In the first study, we investigate how data management technique - active learning helps discover new materials with target properties in limited dataset considering the vast chemical design space. We propose an active generative inverse design method that combines active learning with a deep autoencoder neural network and a generative adversarial deep neural network model to discover new materials with a target property in the whole chemical design space. Our experiments demonstrate that although active learning may select chemically infeasible candidates, these samples are beneficial for training robust screening models. These models effectively filter and identify materials with desired properties from those generated hypothetically by the generative model. The results confirm the success of our active generative inverse design approach.

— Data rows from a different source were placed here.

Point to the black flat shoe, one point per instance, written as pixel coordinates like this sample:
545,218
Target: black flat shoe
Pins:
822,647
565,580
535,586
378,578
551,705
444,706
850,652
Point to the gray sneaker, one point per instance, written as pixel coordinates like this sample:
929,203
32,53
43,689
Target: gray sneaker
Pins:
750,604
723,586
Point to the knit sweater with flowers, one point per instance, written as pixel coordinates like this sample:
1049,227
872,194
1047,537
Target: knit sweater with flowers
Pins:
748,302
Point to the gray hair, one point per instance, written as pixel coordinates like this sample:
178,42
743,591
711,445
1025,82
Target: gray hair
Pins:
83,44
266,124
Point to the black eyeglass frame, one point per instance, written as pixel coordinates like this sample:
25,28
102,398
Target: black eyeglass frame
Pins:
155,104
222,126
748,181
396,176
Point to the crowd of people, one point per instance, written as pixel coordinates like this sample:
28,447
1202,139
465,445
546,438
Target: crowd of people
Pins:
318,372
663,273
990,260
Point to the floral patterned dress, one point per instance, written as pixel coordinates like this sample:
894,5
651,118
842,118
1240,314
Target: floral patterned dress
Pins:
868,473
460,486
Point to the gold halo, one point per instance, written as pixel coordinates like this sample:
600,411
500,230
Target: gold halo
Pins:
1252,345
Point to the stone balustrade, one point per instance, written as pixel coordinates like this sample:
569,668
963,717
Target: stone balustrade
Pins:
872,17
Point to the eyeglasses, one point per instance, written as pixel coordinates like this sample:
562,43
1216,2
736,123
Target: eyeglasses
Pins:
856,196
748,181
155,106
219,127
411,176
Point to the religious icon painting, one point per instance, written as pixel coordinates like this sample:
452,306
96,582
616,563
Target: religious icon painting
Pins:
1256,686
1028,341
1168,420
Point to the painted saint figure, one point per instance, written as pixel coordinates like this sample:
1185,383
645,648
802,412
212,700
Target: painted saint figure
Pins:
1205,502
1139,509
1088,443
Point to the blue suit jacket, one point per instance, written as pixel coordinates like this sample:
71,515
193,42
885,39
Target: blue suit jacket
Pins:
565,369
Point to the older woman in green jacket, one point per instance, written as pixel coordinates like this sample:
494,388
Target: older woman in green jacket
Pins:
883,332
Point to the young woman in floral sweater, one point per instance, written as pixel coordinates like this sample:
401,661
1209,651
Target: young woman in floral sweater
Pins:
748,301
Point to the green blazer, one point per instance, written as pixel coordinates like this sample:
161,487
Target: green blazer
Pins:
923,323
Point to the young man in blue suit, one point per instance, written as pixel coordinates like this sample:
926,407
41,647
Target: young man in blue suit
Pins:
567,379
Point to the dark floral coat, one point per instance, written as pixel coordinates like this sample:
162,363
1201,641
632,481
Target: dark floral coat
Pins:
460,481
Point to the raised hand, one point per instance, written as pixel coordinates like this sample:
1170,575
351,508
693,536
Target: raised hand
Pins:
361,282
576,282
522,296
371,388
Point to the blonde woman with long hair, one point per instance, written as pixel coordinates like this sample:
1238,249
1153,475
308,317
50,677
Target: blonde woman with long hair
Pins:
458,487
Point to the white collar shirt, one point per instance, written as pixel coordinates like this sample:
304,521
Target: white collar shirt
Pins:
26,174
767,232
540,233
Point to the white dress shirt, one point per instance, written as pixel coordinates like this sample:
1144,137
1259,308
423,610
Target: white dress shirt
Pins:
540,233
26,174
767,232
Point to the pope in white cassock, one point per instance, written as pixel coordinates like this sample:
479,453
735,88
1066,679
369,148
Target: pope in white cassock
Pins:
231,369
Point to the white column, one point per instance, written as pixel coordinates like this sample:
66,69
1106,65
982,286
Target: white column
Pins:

In the second study, we explore cancer heterogeneity and specificity through the analysis of mutational signatures, using collinearity analysis and machine learning techniques. These techniques include either a decision tree-based ensemble model or a flexible neural network-based method with automated hyperparameter optimization, each customizing a neural network for individual sub-tasks. Through thorough training and independent validation, our results reveal that although the majority of mutational signatures are distinct, similarities between certain mutational signature pairs are observed through both mutation patterns and mutational signature abundance. These observations can potentially assist in determining the etiology of still elusive mutational signatures. Further analysis using machine learning approaches indicates specific mutational signature relevance to cancer types, with skin cancer showing the strongest specificity among all cancer types.

Finally, we analyze cancer heterogeneity by examining immune cell compositions in tumor microenvironments, using neural architecture search to develop tailored models for classification subtasks. By analyzing transcriptome profiles from 11,274 patients across 33 cancer types to identify 22 immune cell types, we employ deep learning to model outcomes for cancer type and tumor-normal distinctions, utilizing the Shannon index for immune cell diversity and Cox regression for prognostic evaluations. Our findings reveal significant immune cell differences between tumors and normal tissues, with some discrepancies in directional differences across cancers. Immune cell composition patterns modestly differentiate cancer types, with sixteen significant prognostic associations identified, such as in kidney renal clear cell carcinoma. Additionally, immune cell diversity shows marked differences in seven cancer types and correlates positively with survival in some cases, underscoring the lack of a universal standard across all cancers.